According to court documents, the 2006 altercation took place after Hodgkinson tried to retrieve a 16-year-old girl believed to be his daughter from her friend's house.

The responding officer wrote in his report that the girl said Hodgkinson dragged her by her hair and beat her.

He then allegedly sliced into her seatbelt with a pocket knife and choked her as she tried to drive away.

Aimee Moreland, Hodgkinson's daughter's friend, told the Daily Beast that "he was really awful to [his daughter]" and that "he was always angry".

He also allegedly shot at Moreland's boyfriend with a 12-gauge shotgun and punched Moreland in the face.

Image caption,
Hodgkinson in a photo that was posted to his Facebook account

Hodgkinson was charged with multiple counts of domestic battery and aggravated discharge of a firearm, but after the victims failed to appear in court the charges were dismissed.

Ms Moreland told the Daily Beast that she missed court because of a mix-up on the dates.

"I tried to tell the court that this guy's crazy," she said. "That this is a big deal, but they didn't listen to me."

Hodgkinson's more recent criminal record in St Clair County, Illinois, shows many traffic violations, and a call made to police in March 2017 - potentially just days before he left for Virginia - complaining that Hodgkinson shot 50 rounds in a wooded area too close to residential homes.

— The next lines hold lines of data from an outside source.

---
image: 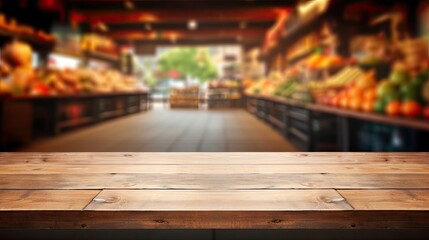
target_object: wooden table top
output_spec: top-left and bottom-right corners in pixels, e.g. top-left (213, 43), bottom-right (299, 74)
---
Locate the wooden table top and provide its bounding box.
top-left (0, 153), bottom-right (429, 229)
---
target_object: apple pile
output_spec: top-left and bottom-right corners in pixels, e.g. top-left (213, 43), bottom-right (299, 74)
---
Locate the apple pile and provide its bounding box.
top-left (319, 60), bottom-right (429, 119)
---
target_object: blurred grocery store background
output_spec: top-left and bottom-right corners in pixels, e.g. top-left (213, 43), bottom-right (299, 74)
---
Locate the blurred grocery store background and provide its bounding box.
top-left (0, 0), bottom-right (429, 152)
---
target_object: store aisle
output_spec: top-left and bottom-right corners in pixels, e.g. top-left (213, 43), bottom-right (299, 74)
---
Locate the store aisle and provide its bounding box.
top-left (22, 110), bottom-right (296, 152)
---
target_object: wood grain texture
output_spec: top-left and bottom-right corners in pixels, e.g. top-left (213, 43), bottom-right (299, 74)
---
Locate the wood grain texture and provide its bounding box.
top-left (0, 163), bottom-right (429, 174)
top-left (0, 153), bottom-right (429, 229)
top-left (0, 152), bottom-right (429, 165)
top-left (85, 190), bottom-right (352, 211)
top-left (0, 190), bottom-right (100, 211)
top-left (0, 210), bottom-right (429, 229)
top-left (0, 173), bottom-right (429, 190)
top-left (338, 189), bottom-right (429, 210)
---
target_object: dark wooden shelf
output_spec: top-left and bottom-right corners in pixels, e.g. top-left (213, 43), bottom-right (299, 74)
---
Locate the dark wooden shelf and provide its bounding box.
top-left (58, 117), bottom-right (94, 129)
top-left (247, 95), bottom-right (429, 131)
top-left (0, 29), bottom-right (55, 49)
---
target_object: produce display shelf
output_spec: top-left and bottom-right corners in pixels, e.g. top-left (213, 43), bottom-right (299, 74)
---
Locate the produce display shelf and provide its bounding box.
top-left (84, 51), bottom-right (119, 63)
top-left (100, 109), bottom-right (125, 119)
top-left (247, 95), bottom-right (429, 131)
top-left (5, 91), bottom-right (149, 100)
top-left (0, 91), bottom-right (150, 148)
top-left (0, 29), bottom-right (55, 48)
top-left (58, 117), bottom-right (95, 129)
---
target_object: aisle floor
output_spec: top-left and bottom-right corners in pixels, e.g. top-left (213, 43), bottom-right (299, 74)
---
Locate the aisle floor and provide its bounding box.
top-left (22, 110), bottom-right (296, 152)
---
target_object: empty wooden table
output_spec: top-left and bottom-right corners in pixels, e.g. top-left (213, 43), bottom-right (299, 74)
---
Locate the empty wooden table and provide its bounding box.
top-left (0, 153), bottom-right (429, 229)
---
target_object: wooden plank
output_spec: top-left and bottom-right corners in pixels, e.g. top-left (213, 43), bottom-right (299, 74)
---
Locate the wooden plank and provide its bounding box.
top-left (0, 190), bottom-right (100, 209)
top-left (339, 189), bottom-right (429, 210)
top-left (85, 190), bottom-right (352, 211)
top-left (0, 173), bottom-right (429, 190)
top-left (0, 152), bottom-right (429, 165)
top-left (0, 163), bottom-right (429, 174)
top-left (0, 210), bottom-right (429, 229)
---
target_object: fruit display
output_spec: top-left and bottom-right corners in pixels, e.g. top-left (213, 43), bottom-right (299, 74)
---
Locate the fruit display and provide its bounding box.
top-left (0, 41), bottom-right (147, 96)
top-left (319, 59), bottom-right (429, 118)
top-left (208, 80), bottom-right (240, 89)
top-left (169, 86), bottom-right (200, 108)
top-left (295, 53), bottom-right (349, 71)
top-left (0, 14), bottom-right (55, 43)
top-left (1, 66), bottom-right (147, 96)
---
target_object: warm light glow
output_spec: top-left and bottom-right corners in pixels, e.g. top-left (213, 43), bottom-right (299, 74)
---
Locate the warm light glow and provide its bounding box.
top-left (188, 20), bottom-right (198, 30)
top-left (124, 0), bottom-right (135, 10)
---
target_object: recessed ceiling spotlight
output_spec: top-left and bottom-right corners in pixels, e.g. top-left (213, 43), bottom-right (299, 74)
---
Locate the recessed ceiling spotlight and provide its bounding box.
top-left (124, 0), bottom-right (135, 10)
top-left (96, 22), bottom-right (109, 32)
top-left (240, 21), bottom-right (247, 29)
top-left (188, 19), bottom-right (198, 30)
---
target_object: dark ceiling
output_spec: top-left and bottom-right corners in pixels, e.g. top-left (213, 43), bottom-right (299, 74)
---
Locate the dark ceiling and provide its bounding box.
top-left (64, 0), bottom-right (297, 44)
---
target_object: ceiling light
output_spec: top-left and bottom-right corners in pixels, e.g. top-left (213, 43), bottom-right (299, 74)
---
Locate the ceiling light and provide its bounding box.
top-left (188, 20), bottom-right (198, 30)
top-left (124, 0), bottom-right (134, 10)
top-left (96, 22), bottom-right (109, 32)
top-left (240, 21), bottom-right (247, 29)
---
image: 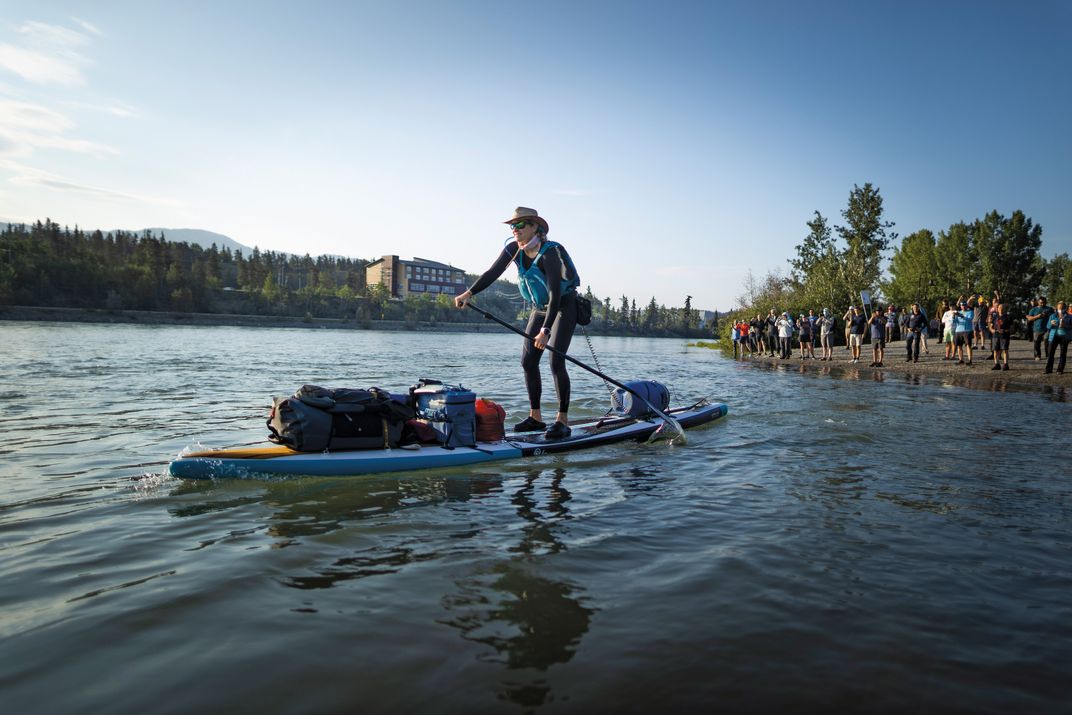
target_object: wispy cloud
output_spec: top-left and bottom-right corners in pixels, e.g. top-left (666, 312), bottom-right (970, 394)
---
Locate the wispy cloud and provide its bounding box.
top-left (71, 15), bottom-right (104, 38)
top-left (0, 100), bottom-right (118, 157)
top-left (64, 102), bottom-right (142, 119)
top-left (0, 20), bottom-right (92, 86)
top-left (0, 159), bottom-right (180, 206)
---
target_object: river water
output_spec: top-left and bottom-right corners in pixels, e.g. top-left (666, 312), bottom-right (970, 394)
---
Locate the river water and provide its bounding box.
top-left (0, 323), bottom-right (1072, 714)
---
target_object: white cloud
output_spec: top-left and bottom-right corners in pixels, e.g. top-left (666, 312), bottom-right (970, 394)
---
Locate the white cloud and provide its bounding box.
top-left (0, 21), bottom-right (95, 86)
top-left (0, 159), bottom-right (180, 206)
top-left (71, 15), bottom-right (104, 38)
top-left (0, 100), bottom-right (118, 157)
top-left (65, 102), bottom-right (142, 119)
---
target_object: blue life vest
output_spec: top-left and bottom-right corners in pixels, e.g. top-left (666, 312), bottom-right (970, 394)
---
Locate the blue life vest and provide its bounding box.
top-left (507, 238), bottom-right (581, 308)
top-left (1048, 311), bottom-right (1072, 342)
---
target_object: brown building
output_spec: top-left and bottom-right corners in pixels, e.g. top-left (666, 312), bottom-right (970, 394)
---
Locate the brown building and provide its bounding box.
top-left (364, 256), bottom-right (466, 298)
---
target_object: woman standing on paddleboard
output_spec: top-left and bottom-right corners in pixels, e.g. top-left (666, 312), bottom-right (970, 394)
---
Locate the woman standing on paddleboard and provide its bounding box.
top-left (455, 206), bottom-right (580, 440)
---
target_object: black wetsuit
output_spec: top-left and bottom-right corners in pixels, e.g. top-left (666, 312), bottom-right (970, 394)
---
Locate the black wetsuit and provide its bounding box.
top-left (470, 242), bottom-right (577, 414)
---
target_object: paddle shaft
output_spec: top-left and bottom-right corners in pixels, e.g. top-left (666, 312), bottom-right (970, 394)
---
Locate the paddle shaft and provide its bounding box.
top-left (465, 301), bottom-right (673, 421)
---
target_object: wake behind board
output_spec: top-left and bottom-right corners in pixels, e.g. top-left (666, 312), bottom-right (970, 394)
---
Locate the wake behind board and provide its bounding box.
top-left (167, 403), bottom-right (727, 479)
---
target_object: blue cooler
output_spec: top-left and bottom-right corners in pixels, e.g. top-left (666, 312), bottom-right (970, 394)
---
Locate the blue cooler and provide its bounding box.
top-left (611, 379), bottom-right (670, 417)
top-left (410, 378), bottom-right (476, 448)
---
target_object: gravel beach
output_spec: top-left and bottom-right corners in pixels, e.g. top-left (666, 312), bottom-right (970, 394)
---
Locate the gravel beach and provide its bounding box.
top-left (738, 339), bottom-right (1072, 390)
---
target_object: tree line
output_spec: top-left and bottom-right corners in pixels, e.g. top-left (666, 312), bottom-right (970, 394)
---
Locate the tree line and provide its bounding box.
top-left (0, 219), bottom-right (701, 336)
top-left (721, 183), bottom-right (1072, 334)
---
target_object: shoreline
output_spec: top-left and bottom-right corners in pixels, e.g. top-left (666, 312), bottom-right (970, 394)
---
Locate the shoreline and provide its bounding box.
top-left (729, 339), bottom-right (1072, 394)
top-left (0, 306), bottom-right (510, 332)
top-left (0, 306), bottom-right (712, 340)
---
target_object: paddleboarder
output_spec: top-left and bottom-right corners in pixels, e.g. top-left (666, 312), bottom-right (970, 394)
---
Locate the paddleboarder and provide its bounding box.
top-left (455, 206), bottom-right (580, 440)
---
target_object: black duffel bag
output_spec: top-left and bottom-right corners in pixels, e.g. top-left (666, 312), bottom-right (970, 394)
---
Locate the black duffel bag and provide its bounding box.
top-left (267, 385), bottom-right (414, 451)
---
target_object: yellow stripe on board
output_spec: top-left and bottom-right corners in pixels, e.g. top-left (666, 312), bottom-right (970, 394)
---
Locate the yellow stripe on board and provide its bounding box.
top-left (182, 445), bottom-right (309, 459)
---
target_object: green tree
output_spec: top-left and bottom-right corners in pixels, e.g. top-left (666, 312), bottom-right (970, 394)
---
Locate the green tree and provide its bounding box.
top-left (972, 210), bottom-right (1046, 304)
top-left (788, 211), bottom-right (850, 307)
top-left (934, 222), bottom-right (979, 300)
top-left (837, 182), bottom-right (897, 301)
top-left (883, 228), bottom-right (938, 311)
top-left (1040, 253), bottom-right (1072, 306)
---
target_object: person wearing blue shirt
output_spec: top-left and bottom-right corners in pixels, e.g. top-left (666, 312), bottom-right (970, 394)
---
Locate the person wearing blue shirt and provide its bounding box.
top-left (905, 303), bottom-right (927, 362)
top-left (867, 308), bottom-right (887, 368)
top-left (1027, 296), bottom-right (1054, 360)
top-left (1043, 300), bottom-right (1072, 375)
top-left (989, 300), bottom-right (1012, 370)
top-left (845, 306), bottom-right (867, 362)
top-left (953, 300), bottom-right (976, 368)
top-left (455, 206), bottom-right (580, 440)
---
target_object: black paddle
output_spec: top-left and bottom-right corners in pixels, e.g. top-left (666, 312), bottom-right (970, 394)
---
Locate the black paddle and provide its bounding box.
top-left (465, 301), bottom-right (688, 444)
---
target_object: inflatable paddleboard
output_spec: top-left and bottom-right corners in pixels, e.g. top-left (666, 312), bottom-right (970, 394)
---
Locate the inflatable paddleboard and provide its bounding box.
top-left (167, 401), bottom-right (727, 479)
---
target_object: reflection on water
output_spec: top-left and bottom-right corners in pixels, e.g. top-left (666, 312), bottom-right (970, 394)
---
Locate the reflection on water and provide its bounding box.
top-left (442, 467), bottom-right (595, 707)
top-left (0, 326), bottom-right (1072, 713)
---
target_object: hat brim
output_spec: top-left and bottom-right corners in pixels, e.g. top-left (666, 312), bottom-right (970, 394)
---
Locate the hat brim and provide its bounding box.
top-left (503, 215), bottom-right (551, 234)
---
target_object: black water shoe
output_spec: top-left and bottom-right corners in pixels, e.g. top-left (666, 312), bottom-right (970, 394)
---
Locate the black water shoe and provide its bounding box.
top-left (544, 422), bottom-right (570, 440)
top-left (513, 417), bottom-right (547, 432)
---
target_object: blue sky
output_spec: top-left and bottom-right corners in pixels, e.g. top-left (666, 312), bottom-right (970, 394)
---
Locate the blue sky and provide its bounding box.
top-left (0, 0), bottom-right (1072, 310)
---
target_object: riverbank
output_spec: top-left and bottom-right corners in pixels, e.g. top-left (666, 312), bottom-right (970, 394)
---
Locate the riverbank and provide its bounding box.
top-left (736, 340), bottom-right (1072, 391)
top-left (0, 306), bottom-right (502, 332)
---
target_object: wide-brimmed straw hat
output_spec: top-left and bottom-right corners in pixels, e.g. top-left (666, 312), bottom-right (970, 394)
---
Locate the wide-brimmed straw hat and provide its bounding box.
top-left (503, 206), bottom-right (551, 234)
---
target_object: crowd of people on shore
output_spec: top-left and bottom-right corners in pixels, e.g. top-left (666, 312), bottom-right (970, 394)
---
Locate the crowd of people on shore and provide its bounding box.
top-left (732, 292), bottom-right (1072, 374)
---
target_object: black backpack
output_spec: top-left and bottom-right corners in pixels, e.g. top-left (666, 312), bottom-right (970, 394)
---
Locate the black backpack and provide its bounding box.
top-left (267, 385), bottom-right (415, 451)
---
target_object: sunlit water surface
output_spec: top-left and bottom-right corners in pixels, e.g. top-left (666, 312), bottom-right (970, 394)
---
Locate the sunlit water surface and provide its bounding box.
top-left (0, 323), bottom-right (1072, 713)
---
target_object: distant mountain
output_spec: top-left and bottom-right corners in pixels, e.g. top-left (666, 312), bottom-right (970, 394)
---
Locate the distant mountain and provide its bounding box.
top-left (0, 220), bottom-right (253, 256)
top-left (138, 228), bottom-right (253, 256)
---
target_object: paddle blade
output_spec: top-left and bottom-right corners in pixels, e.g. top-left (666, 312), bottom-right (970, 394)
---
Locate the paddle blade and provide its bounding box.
top-left (647, 415), bottom-right (688, 445)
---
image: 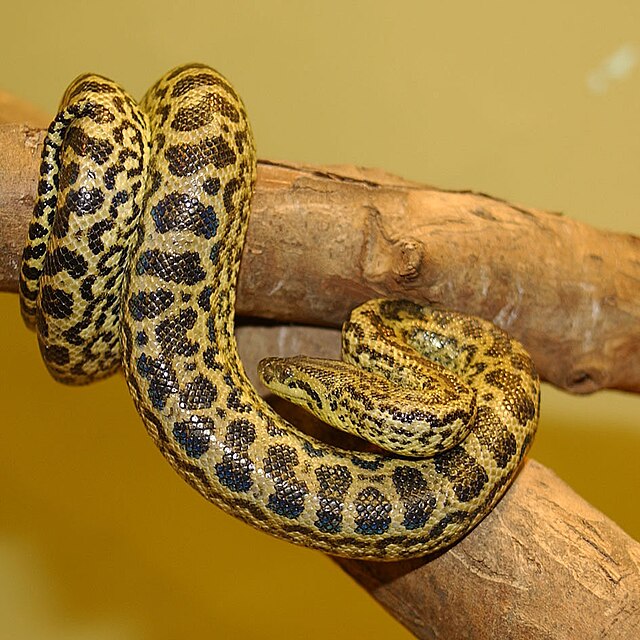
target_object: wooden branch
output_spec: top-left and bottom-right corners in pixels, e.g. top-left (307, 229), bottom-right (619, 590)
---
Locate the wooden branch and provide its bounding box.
top-left (0, 97), bottom-right (640, 640)
top-left (238, 326), bottom-right (640, 640)
top-left (0, 124), bottom-right (640, 393)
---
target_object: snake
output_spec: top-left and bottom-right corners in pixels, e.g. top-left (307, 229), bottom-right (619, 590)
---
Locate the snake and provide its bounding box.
top-left (19, 64), bottom-right (540, 560)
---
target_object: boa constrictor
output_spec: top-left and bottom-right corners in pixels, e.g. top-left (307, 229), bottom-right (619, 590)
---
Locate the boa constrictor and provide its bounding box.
top-left (20, 65), bottom-right (539, 560)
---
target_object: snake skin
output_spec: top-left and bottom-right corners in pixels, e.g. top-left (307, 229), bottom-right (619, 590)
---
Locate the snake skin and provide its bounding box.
top-left (20, 65), bottom-right (539, 560)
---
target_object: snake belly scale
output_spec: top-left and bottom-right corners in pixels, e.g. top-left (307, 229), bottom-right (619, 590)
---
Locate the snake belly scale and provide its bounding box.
top-left (20, 65), bottom-right (539, 560)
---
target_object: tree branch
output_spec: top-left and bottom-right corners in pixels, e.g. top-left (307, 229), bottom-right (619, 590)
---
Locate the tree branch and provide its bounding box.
top-left (0, 120), bottom-right (640, 393)
top-left (0, 97), bottom-right (640, 640)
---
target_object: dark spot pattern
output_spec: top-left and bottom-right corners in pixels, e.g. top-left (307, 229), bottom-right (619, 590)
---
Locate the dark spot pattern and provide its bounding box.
top-left (173, 415), bottom-right (213, 458)
top-left (354, 487), bottom-right (392, 536)
top-left (392, 465), bottom-right (436, 530)
top-left (474, 406), bottom-right (517, 469)
top-left (264, 444), bottom-right (309, 518)
top-left (164, 136), bottom-right (236, 177)
top-left (216, 418), bottom-right (256, 492)
top-left (180, 375), bottom-right (218, 410)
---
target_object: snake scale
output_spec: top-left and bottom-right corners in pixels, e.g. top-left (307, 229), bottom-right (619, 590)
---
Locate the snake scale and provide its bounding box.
top-left (20, 65), bottom-right (539, 560)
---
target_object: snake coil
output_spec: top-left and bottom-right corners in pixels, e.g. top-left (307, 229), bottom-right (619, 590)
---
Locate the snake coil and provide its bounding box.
top-left (20, 65), bottom-right (539, 560)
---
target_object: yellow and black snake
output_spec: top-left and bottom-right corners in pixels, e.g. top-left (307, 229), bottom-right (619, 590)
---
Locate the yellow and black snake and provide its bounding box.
top-left (20, 65), bottom-right (539, 560)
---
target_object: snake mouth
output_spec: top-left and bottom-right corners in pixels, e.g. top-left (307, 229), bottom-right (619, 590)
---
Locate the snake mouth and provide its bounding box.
top-left (258, 357), bottom-right (293, 387)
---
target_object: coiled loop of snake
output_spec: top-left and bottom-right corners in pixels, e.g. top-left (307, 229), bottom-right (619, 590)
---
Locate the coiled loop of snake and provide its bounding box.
top-left (20, 65), bottom-right (539, 560)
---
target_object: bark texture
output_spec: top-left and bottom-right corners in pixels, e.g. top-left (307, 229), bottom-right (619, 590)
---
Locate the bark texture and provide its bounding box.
top-left (0, 124), bottom-right (640, 393)
top-left (0, 96), bottom-right (640, 640)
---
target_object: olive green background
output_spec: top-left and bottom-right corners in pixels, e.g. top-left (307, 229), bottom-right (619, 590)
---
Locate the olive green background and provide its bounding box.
top-left (0, 0), bottom-right (640, 640)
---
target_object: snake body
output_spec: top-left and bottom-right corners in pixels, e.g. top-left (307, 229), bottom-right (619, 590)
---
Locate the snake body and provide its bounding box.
top-left (20, 65), bottom-right (539, 560)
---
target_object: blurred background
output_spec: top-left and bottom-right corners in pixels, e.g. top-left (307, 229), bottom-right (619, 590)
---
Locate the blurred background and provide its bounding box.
top-left (0, 0), bottom-right (640, 640)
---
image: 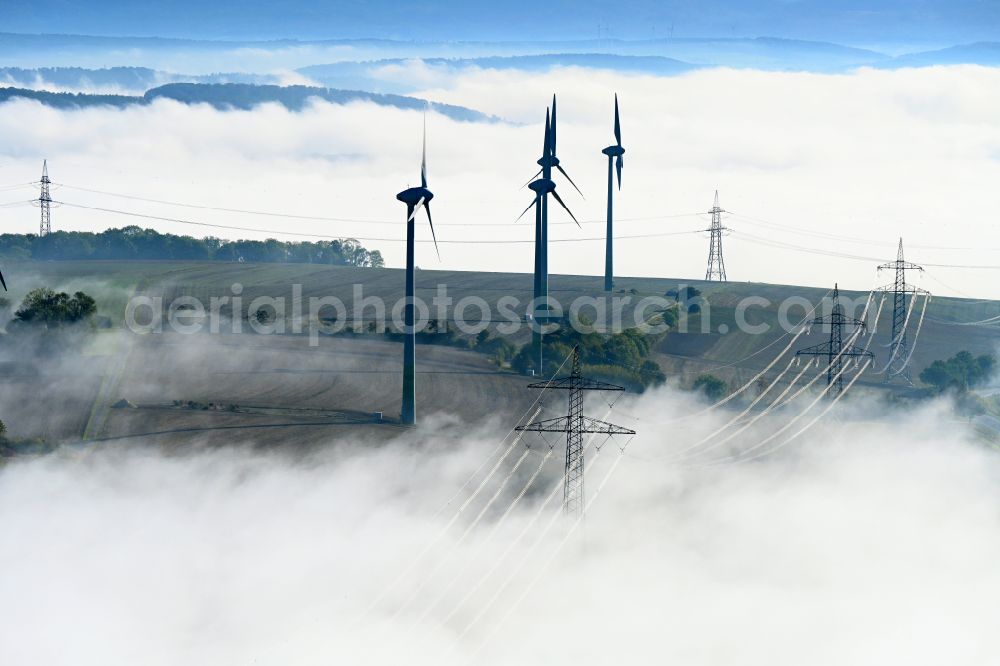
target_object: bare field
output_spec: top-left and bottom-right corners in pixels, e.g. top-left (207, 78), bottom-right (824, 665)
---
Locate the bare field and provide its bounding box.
top-left (0, 262), bottom-right (1000, 445)
top-left (95, 333), bottom-right (534, 444)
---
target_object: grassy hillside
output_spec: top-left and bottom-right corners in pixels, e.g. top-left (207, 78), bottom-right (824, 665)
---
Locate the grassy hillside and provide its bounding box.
top-left (0, 261), bottom-right (1000, 443)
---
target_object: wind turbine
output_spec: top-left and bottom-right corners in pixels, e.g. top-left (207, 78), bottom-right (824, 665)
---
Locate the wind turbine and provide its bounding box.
top-left (517, 95), bottom-right (582, 372)
top-left (601, 93), bottom-right (625, 291)
top-left (396, 118), bottom-right (441, 425)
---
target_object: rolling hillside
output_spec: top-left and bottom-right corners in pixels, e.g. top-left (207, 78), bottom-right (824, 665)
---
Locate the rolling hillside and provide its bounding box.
top-left (0, 261), bottom-right (1000, 444)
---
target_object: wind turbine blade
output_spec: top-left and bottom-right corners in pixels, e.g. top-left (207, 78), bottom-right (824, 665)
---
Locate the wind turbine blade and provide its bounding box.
top-left (406, 197), bottom-right (424, 222)
top-left (424, 201), bottom-right (441, 261)
top-left (550, 93), bottom-right (556, 155)
top-left (615, 93), bottom-right (622, 146)
top-left (556, 164), bottom-right (587, 199)
top-left (542, 108), bottom-right (552, 160)
top-left (420, 114), bottom-right (428, 187)
top-left (552, 190), bottom-right (583, 229)
top-left (514, 197), bottom-right (538, 223)
top-left (521, 169), bottom-right (542, 190)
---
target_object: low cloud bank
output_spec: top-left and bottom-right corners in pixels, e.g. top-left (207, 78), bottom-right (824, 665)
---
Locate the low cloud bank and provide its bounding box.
top-left (0, 389), bottom-right (1000, 665)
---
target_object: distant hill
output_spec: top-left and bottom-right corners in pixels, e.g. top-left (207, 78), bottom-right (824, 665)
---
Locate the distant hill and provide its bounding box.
top-left (882, 42), bottom-right (1000, 68)
top-left (297, 53), bottom-right (698, 91)
top-left (0, 83), bottom-right (497, 122)
top-left (0, 67), bottom-right (278, 93)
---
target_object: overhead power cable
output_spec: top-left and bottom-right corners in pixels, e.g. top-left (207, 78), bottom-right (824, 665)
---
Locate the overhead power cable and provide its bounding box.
top-left (52, 183), bottom-right (701, 227)
top-left (727, 211), bottom-right (1000, 251)
top-left (731, 233), bottom-right (1000, 270)
top-left (52, 200), bottom-right (701, 245)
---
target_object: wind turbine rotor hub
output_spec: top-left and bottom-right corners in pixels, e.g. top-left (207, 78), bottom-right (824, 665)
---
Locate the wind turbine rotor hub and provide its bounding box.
top-left (528, 178), bottom-right (556, 195)
top-left (396, 187), bottom-right (434, 206)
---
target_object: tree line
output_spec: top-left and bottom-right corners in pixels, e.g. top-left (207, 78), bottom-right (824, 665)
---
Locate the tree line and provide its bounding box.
top-left (0, 226), bottom-right (385, 268)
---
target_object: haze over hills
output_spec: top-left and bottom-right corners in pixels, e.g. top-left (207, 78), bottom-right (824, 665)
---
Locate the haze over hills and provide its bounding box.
top-left (0, 83), bottom-right (496, 122)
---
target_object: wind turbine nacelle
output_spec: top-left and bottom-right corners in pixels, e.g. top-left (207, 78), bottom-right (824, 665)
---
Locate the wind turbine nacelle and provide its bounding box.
top-left (396, 187), bottom-right (434, 206)
top-left (528, 178), bottom-right (556, 196)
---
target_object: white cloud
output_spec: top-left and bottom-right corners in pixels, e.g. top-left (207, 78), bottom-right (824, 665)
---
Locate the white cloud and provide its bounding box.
top-left (0, 67), bottom-right (1000, 296)
top-left (0, 390), bottom-right (1000, 666)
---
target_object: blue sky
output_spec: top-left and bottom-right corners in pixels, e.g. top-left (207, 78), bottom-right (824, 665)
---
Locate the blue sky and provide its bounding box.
top-left (0, 0), bottom-right (1000, 45)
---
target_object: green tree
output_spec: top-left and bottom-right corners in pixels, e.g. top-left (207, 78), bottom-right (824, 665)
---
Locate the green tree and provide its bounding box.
top-left (920, 351), bottom-right (996, 393)
top-left (14, 287), bottom-right (97, 327)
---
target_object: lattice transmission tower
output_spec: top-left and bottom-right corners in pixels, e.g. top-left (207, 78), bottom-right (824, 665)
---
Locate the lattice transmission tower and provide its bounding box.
top-left (795, 285), bottom-right (875, 399)
top-left (878, 238), bottom-right (928, 385)
top-left (705, 190), bottom-right (727, 282)
top-left (516, 347), bottom-right (635, 516)
top-left (38, 160), bottom-right (52, 236)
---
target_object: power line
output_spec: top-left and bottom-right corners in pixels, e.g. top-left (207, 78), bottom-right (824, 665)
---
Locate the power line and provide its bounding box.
top-left (728, 211), bottom-right (1000, 251)
top-left (733, 233), bottom-right (1000, 270)
top-left (48, 183), bottom-right (702, 227)
top-left (52, 200), bottom-right (701, 245)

The police report says Hodgkinson had a valid licence for the hunting rifle and was not doing anything illegal.

Media caption,
Watch as baseball gunman opens fire

An acquaintance of Hodgkinson confirmed that he had campaigned for Mr Sanders during the election.

Mr Sanders, a Vermont senator, said he was "sickened by this despicable act" and condemned Hodgkinson's actions.

A Facebook account that appeared to belong to Hodgkinson was filled with anti-Republican and anti-Trump posts, as well as expressions of support for former Democratic presidential candidate Bernie Sanders (the page has since been removed).

On social media, Hodgkinson railed against Donald Trump, writing on Facebook, "you are Truly the Biggest A** Hole We Have Ever Had in the Oval Office" and calling Trump a "traitor".

He also belonged to many Facebook groups with names like "Terminate the Republican Party" and "Donald Trump is not my President".

Local media unearthed a 2012 photo of Hodgkinson protesting outside a downtown Belleville post office holding a sign that read, "Tax the Rich".

The Belleville-News Democrat also compiled his letters to the editor in 2012, when he railed against conservative tax policies and praised President Barack Obama.

"God bless the 99 percent," he concluded one letter.